Download nf4 Weights

# Dev version
huggingface-cli download --resume-download azaneko/HiDream-I1-Dev-nf4 --local-dir /root/autodl-tmp/pretrained_models/azaneko/HiDream-I1-Dev-nf4

# Fast version
huggingface-cli download --resume-download azaneko/HiDream-I1-Fast-nf4 --local-dir /root/autodl-tmp/pretrained_models/azaneko/HiDream-I1-Fast-nf4

# Full version
huggingface-cli download --resume-download azaneko/HiDream-I1-Full-nf4 --local-dir /root/autodl-tmp/pretrained_models/azaneko/HiDream-I1-Full-nf4

#Download Quantized LLaMA Model (INT4)
huggingface-cli download --resume-download hugging-quants/Meta-Llama-3.1-8B-Instruct-GPTQ-INT4 --local-dir /root/autodl-tmp/pretrained_models/hugging-quants/Meta-Llama-3.1-8B-Instruct-GPTQ-INT4

Install hdi1 Inference Package

The nf4 models require the hdi1 inference library, which depends on flash-attn. If you've already installed the base requirements.txt for HiDream, it's recommended to reuse the same Conda environment and install hdi1 as follows:

pip install hdi1 --no-build-isolation

Note: This may recompile parts of flash-attn, so ensure your environment is properly configured.

Quick Inference Example

You can quickly generate images using the CLI provided by hdi1. Here’s a sample command:

python -m hdi1 "A cat holding a sign that says 'hello world'" -m fast

The -m fast flag specifies the HiDream-I1-Fast-nf4 model.
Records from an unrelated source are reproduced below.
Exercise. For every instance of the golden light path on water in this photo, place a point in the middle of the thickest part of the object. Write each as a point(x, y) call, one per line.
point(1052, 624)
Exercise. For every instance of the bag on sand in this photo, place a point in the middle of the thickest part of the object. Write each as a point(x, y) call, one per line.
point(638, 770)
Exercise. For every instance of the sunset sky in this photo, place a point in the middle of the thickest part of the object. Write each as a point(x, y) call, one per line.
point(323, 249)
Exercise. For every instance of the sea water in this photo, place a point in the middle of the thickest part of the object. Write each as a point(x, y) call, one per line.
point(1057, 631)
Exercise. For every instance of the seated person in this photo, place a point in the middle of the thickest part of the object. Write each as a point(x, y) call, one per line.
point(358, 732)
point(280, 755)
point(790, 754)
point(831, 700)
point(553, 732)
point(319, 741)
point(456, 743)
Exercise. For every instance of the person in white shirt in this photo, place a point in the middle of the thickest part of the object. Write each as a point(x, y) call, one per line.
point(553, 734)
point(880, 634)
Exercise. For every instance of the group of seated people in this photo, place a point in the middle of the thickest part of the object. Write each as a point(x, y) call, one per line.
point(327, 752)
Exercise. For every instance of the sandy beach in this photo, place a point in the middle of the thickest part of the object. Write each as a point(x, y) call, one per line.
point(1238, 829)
Replace the prompt with your own text to generate different images.

TaylorSeer vs. Original HiDream: Key Differences

The main architectural difference between TaylorSeer-HiDream and the original HiDream repository lies in the addition of two new modules:

taylor_utils/

This module implements Taylor series-based prediction for efficient inference. It manages:

Cache step prediction using different orders of Taylor approximation.
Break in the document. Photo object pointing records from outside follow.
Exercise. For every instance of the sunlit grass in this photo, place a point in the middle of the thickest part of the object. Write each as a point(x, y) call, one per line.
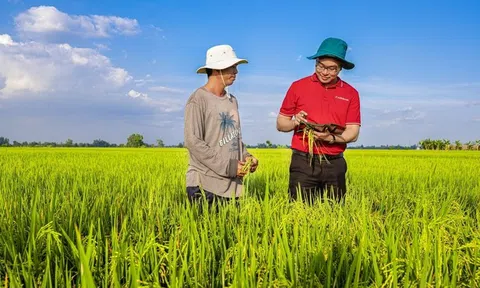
point(119, 217)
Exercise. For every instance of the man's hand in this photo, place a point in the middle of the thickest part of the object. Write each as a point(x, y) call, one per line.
point(322, 136)
point(300, 117)
point(254, 165)
point(240, 172)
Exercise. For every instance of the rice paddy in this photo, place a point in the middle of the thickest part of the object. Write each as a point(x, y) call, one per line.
point(119, 218)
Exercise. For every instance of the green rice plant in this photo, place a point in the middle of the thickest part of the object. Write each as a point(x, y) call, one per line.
point(118, 217)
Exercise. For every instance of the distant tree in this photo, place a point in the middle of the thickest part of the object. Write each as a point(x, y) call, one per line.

Dynamic adjustment of cache updates during inference to optimize performance.

The core idea is to reuse computation across time steps using Taylor expansion, significantly reducing redundant operations.

cache_functions/

This module handles the initialization and configuration of the cache system, which enables the TaylorSeer optimizations. In particular:

cache_init.py defines the cache structure and its parameters:

cache_dic['fresh_threshold'] = 4  # Determines after how many steps the cache should be refreshed
cache_dic['max_order'] = 1        # Specifies the maximum order of Taylor approximation used

These settings govern when to recompute or reuse previous computations, striking a balance between speed and accuracy.